Agent Overview#

The VSS Agent (Video Search Summarization Agent) is an AI-powered agent for video analytics. It generates incident reports, answers queries about video content, and provides video search capabilities.

Architecture#

Operational Modes#

The VSS Agent supports two operational modes based on deployment configuration:

Video Analytics MCP Mode#

Used by production blueprint deployments (Warehouse, Smart Cities).

Connects to Video Analytics MCP server for incident data
Queries Elasticsearch for incidents and sensor metadata
Generates reports based on detected incidents
Supports multi-incident queries and analytics

Requirements: Video Analytics pipeline, Elasticsearch, VST

Direct Video Analysis Mode#

Used by developer profiles for standalone operation without a full blueprint deployment.

Analyzes uploaded videos directly without an incident database
Uses Cosmos VLM for video understanding
Generates reports based on video content analysis
Ideal for development, testing, and custom video analysis

Requirements: VST, Cosmos VLM (NIM endpoint)

Three developer profiles are available:

dev-profile-base: Basic video upload and analysis
dev-profile-lvs: Video summarization with interactive prompts
dev-profile-search: Semantic video search with embeddings

See Agent Profiles for detailed profile descriptions

Agents#

Top Agent#

The top-level agent analyzes the user query and directs it to the appropriate sub-agent or directly executes tools (sensor list, snapshots, etc.).

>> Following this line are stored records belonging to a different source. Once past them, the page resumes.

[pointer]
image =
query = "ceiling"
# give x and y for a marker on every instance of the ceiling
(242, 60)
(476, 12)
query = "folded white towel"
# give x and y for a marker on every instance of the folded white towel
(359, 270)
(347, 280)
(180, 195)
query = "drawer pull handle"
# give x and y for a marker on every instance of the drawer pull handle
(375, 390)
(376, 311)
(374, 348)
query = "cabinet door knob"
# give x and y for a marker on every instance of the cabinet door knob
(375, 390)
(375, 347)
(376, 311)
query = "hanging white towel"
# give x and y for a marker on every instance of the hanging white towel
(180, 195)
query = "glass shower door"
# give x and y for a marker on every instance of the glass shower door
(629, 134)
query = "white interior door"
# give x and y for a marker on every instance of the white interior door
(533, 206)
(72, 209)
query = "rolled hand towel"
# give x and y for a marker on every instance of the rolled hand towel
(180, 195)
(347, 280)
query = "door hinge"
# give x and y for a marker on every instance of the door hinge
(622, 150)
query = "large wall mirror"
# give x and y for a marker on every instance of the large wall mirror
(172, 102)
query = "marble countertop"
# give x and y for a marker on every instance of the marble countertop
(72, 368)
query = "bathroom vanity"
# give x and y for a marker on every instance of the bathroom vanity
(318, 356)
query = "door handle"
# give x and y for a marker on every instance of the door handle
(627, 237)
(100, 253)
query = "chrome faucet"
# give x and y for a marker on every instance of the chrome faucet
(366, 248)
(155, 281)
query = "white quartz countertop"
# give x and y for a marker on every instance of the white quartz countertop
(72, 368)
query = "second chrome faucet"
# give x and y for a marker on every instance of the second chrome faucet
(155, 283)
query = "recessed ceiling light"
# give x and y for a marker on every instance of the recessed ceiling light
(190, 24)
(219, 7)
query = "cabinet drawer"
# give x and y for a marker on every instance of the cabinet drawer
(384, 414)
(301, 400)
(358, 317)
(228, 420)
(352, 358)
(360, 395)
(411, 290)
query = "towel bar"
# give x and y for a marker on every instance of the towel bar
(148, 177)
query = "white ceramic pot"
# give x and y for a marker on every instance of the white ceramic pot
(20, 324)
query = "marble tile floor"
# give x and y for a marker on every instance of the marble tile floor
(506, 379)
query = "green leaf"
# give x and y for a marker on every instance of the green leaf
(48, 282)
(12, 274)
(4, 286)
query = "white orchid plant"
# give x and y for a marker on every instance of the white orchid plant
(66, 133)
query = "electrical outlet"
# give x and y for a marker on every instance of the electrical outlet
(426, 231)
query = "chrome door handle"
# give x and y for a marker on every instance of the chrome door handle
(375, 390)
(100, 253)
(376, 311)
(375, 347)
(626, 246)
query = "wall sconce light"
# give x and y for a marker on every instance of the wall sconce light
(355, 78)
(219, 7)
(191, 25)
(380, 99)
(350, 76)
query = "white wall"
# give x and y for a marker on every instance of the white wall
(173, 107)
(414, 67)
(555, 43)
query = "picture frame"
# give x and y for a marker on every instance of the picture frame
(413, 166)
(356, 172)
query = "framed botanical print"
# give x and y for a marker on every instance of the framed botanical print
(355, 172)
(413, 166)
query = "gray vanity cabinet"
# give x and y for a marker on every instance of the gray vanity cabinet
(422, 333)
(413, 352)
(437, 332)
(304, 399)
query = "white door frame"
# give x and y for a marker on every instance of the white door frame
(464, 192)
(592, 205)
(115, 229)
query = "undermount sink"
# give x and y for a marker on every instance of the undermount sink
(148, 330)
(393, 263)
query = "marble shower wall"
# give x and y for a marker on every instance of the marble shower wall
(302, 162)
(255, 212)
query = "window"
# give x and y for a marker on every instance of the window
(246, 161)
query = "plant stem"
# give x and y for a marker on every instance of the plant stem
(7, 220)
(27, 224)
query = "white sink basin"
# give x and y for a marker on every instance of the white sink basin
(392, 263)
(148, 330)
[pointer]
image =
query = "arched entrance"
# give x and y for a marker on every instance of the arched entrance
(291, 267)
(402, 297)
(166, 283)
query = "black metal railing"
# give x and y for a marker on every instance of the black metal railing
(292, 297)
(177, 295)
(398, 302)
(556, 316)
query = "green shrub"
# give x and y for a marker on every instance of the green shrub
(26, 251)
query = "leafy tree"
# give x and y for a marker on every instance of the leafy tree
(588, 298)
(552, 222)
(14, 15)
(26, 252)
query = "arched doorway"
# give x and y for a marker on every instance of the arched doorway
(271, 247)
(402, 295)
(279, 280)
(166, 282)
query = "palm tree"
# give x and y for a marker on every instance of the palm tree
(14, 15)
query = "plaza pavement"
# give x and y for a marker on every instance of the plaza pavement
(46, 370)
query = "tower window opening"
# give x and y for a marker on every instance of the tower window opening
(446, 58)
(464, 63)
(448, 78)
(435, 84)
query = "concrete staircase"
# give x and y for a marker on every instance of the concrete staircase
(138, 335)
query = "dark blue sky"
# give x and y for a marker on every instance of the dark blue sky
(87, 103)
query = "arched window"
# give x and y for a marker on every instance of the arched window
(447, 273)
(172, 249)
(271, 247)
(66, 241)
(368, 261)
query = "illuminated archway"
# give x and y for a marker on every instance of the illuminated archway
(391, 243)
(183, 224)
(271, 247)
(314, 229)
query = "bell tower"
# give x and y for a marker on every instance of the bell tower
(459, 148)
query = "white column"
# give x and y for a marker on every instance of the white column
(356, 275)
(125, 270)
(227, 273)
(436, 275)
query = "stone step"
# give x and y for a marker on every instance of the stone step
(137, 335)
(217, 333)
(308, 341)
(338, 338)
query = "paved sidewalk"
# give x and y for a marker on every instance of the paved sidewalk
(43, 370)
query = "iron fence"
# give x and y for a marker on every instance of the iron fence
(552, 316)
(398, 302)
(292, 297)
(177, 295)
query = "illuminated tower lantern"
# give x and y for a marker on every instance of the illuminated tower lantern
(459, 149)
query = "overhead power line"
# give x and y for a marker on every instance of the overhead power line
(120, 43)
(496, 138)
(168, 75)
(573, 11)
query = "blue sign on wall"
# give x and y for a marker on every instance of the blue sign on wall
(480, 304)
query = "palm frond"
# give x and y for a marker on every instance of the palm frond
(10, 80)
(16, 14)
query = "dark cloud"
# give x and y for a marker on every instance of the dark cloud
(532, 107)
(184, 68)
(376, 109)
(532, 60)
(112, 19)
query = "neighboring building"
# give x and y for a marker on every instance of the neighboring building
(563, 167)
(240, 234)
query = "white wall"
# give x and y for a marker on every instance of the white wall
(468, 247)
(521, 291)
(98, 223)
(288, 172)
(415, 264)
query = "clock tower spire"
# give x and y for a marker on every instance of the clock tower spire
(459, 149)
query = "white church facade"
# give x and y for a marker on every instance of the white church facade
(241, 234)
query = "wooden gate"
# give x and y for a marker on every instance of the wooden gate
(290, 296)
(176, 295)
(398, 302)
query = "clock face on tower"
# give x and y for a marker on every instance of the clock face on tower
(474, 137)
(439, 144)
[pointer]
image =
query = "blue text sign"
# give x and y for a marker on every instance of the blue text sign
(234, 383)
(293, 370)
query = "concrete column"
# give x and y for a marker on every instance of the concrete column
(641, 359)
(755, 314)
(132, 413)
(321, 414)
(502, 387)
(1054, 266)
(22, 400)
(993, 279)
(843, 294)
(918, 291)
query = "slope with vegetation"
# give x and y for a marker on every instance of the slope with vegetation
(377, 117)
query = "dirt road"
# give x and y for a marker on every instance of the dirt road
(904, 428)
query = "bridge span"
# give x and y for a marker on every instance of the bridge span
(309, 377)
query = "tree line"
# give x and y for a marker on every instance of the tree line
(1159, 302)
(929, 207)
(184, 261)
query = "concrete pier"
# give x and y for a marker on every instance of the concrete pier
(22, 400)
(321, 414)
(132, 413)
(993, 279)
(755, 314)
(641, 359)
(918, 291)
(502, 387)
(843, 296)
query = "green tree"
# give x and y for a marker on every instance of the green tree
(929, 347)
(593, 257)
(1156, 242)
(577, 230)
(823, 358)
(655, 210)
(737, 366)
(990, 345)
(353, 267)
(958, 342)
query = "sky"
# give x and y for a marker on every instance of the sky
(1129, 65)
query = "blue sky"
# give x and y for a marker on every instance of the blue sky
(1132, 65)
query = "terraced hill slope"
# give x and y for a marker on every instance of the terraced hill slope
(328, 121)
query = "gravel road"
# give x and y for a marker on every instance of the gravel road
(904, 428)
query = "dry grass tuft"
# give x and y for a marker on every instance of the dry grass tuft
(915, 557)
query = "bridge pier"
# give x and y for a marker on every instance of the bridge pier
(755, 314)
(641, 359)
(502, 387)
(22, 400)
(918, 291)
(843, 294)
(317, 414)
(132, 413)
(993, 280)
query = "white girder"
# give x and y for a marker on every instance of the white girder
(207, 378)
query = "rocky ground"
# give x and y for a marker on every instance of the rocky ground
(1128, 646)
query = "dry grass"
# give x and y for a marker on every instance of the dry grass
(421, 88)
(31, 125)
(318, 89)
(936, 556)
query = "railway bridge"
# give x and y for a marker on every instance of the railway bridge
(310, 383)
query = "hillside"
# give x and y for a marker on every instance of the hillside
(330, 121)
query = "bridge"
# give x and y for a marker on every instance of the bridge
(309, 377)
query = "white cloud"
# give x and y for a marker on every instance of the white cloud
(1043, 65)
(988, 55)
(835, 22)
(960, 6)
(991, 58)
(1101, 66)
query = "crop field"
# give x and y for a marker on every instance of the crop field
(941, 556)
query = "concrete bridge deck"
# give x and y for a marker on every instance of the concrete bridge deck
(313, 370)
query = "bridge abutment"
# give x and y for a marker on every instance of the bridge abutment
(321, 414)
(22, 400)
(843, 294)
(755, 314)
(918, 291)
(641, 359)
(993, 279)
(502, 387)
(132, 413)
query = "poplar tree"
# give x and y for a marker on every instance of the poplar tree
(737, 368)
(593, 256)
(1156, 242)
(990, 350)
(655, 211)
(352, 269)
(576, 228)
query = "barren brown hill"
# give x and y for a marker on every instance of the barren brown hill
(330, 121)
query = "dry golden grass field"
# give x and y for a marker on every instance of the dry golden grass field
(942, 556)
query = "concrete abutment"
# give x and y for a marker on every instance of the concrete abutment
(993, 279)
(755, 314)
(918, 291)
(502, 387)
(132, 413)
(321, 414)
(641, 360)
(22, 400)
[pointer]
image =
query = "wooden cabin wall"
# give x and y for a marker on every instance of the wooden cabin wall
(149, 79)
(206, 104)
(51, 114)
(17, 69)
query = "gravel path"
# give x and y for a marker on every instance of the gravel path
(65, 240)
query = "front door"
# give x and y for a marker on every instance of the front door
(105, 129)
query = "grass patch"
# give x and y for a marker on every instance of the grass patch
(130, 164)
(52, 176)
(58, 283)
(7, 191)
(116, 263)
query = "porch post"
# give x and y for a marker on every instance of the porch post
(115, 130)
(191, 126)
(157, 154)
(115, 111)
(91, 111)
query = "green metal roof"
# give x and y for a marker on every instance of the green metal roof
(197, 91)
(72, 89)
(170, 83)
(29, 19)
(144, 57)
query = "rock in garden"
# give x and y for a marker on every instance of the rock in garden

Report Agent: Generates a report for a single incident.
Multi-Report Agent: Answers questions about multiple incidents.

Report Agent#

The report agent generates a detailed report for a single incident. It operates in two modes:

Video Analytics MCP Mode (Blueprint deployments):

Fetches incident data from the Video Analytics MCP server
Retrieves video clips and snapshots from VST
Analyzes video content using the Cosmos VLM
Generates a structured report with findings

Direct Video Analysis Mode (Developer profiles):

Accepts uploaded videos directly via VST
Analyzes video content using the Cosmos VLM
Generates a video analysis report with timestamped observations
Retrieves video clips and snapshots from VST to include in the report

Multi-Report Agent#

The multi-report agent handles queries about multiple incidents (Video Analytics MCP mode only):

Fetches incidents matching the query criteria
Formats incident summaries with video/image URLs
Generates charts and visualizations
Returns a formatted list of incidents

Default Models#

Model	Purpose
Nemotron-Nano-9B-v2	LLM for reasoning and report generation
Cosmos-Reason2-8B	VLM for video understanding

Capabilities#

Query Sensors

"What sensors are available?"

Generate Incident Report

"Generate a detailed report for the last incident at Camera_01"

List Incidents

"List all incidents from Camera_01 in the last hour"

Metrics/Occupancy Counts

"How many people are in Camera_01?"

Snapshots

"Take a snapshot from Camera_01"

Note

Camera_01 is an example sensor name. The actual sensor names depend on your deployment and can be discovered by asking the agent “What sensors are available?”

API Reference

API Reference

Known Issues#

By default, the agent uses thinking off for faster response, switching to on for complicated queries.
When conversation is long, agent may not follow user instructions closely. Please start a new chat from the left panel.
When conversation is long, agent may generate incorrect URL links, causing videos, screenshots, or other media to fail to display or download properly. If you notice this issue, start a new chat from the left panel.
Sometimes the agent may enter a loop and error out after reaching the recursion limit. If you encounter this issue, click Regenerate response to try again. If the issue persists, start a new chat from the left panel.
Generating multiple reports in a single query is not supported in this release.